Here's how the algorithm would work step-by-step:

  1. Go through each number in the list one by one.
  2. For each number, consider it as the starting point of a possible group.
  3. From that starting point, expand the group by adding more numbers from the list, one at a time.
  4. As you add numbers to the group, keep track of how many of those numbers are different from the target value.
  5. If the count of different numbers exceeds the allowed limit, stop expanding the group.
  6. Once you've created a group, check if this exact group (with the same numbers in the same order) has already been counted.
  7. If it's a new unique group, add it to your count of unique groups.
  8. Continue this process until you've considered every number in the list as a potential starting point, and built all possible groups.

Code Implementation

def k_divisible_elements_subarrays(nums, k_limit, target_value):
    unique_subarrays_count = 0
    seen_subarrays = set()

    for start_index in range(len(nums)):
        for end_index in range(start_index, len(nums)):
            current_subarray = tuple(nums[start_index:end_index + 1])
            
            different_elements_count = 0
            for element in current_subarray:
                if element % target_value != 0:
                    different_elements_count += 1

            # Only process subarrays within the k_limit constraint
            if different_elements_count <= k_limit:

                # Prevents duplicate counting of same subarrays
                if current_subarray not in seen_subarrays:
                    unique_subarrays_count += 1
                    seen_subarrays.add(current_subarray)
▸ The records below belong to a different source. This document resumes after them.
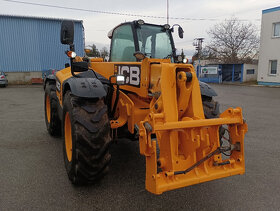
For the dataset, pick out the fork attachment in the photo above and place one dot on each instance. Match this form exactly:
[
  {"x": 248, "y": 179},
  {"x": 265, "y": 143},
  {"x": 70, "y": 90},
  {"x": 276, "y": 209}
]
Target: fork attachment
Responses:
[{"x": 188, "y": 144}]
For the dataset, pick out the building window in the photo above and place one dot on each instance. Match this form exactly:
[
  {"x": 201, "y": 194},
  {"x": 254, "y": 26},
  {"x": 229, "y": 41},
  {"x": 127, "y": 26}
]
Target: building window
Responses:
[
  {"x": 272, "y": 67},
  {"x": 250, "y": 71},
  {"x": 276, "y": 29}
]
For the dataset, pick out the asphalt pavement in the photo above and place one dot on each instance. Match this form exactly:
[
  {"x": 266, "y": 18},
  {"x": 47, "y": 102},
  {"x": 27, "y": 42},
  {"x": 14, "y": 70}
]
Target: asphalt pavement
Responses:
[{"x": 32, "y": 174}]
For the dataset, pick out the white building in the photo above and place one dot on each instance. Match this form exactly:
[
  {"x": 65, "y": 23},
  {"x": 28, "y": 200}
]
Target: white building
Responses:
[{"x": 269, "y": 59}]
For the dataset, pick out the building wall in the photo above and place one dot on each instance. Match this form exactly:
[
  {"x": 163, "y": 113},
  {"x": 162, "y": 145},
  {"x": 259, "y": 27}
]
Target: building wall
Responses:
[
  {"x": 269, "y": 48},
  {"x": 31, "y": 44},
  {"x": 247, "y": 69}
]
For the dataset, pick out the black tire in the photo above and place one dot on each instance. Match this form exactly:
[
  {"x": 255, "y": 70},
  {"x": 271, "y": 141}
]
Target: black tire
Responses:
[
  {"x": 212, "y": 110},
  {"x": 53, "y": 122},
  {"x": 90, "y": 130}
]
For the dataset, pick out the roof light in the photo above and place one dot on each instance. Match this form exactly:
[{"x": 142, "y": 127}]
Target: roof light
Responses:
[{"x": 166, "y": 26}]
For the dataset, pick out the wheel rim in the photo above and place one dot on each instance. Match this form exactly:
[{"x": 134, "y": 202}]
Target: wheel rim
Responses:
[
  {"x": 68, "y": 137},
  {"x": 48, "y": 108}
]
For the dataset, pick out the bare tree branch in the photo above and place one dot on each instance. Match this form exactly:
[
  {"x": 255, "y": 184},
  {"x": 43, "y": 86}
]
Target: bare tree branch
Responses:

    return unique_subarrays_count

Big(O) Analysis

Time Complexity
O(n²)The algorithm iterates through each element of the input array of size n as a potential starting point for a subarray. For each starting element, it expands the subarray by including subsequent elements until the 'k divisible elements' constraint is violated or the end of the array is reached. The maximum length of the inner loop (subarray expansion) is also proportional to n. Thus, we have nested loops where the outer loop iterates n times, and in the worst case, the inner loop also iterates up to n times, giving us a time complexity of approximately n * n. Therefore, the overall time complexity is O(n²).
Space Complexity
O(N^2)The algorithm constructs subarrays, and to efficiently check for duplicates, it implicitly uses a set or similar data structure to store the subarrays encountered so far. In the worst case, where many or all subarrays are unique, the number of these subarrays could be proportional to N^2, as each element could potentially start a subarray and extend up to N elements. Thus, the auxiliary space used to store these unique subarrays can grow quadratically with the input size N. Therefore, the space complexity is O(N^2).

Edge Cases

Empty input array
How to Handle:
Return 0 as there are no subarrays.
k is zero
How to Handle:
Every subarray will be divisible by 0 which leads to ArithmeticException so throw IllegalArgumentException.
nums array contains only identical elements, and k divides that element
How to Handle:
The number of unique subarrays will scale linearly with the size of the input array; (n*(n+1))/2.
Large array with many elements divisible by k
How to Handle:
Ensure the solution's time complexity is efficient (e.g., O(n^2) or better).
Integer overflow when calculating the number of divisible elements
How to Handle:
Use appropriate data types (e.g., long) to prevent integer overflow.
k is a large number, larger than the max element in nums
How to Handle:
Handle the case by counting only subarrays where at least one element matches with k.
Array contains very large numbers (close to Integer.MAX_VALUE)
How to Handle:
Check the element by element divisibility and handle possible integer overflow during divisibility check.
No subarray fulfills the criteria
How to Handle:
The solution correctly returns 0 if no such subarray exists without causing errors.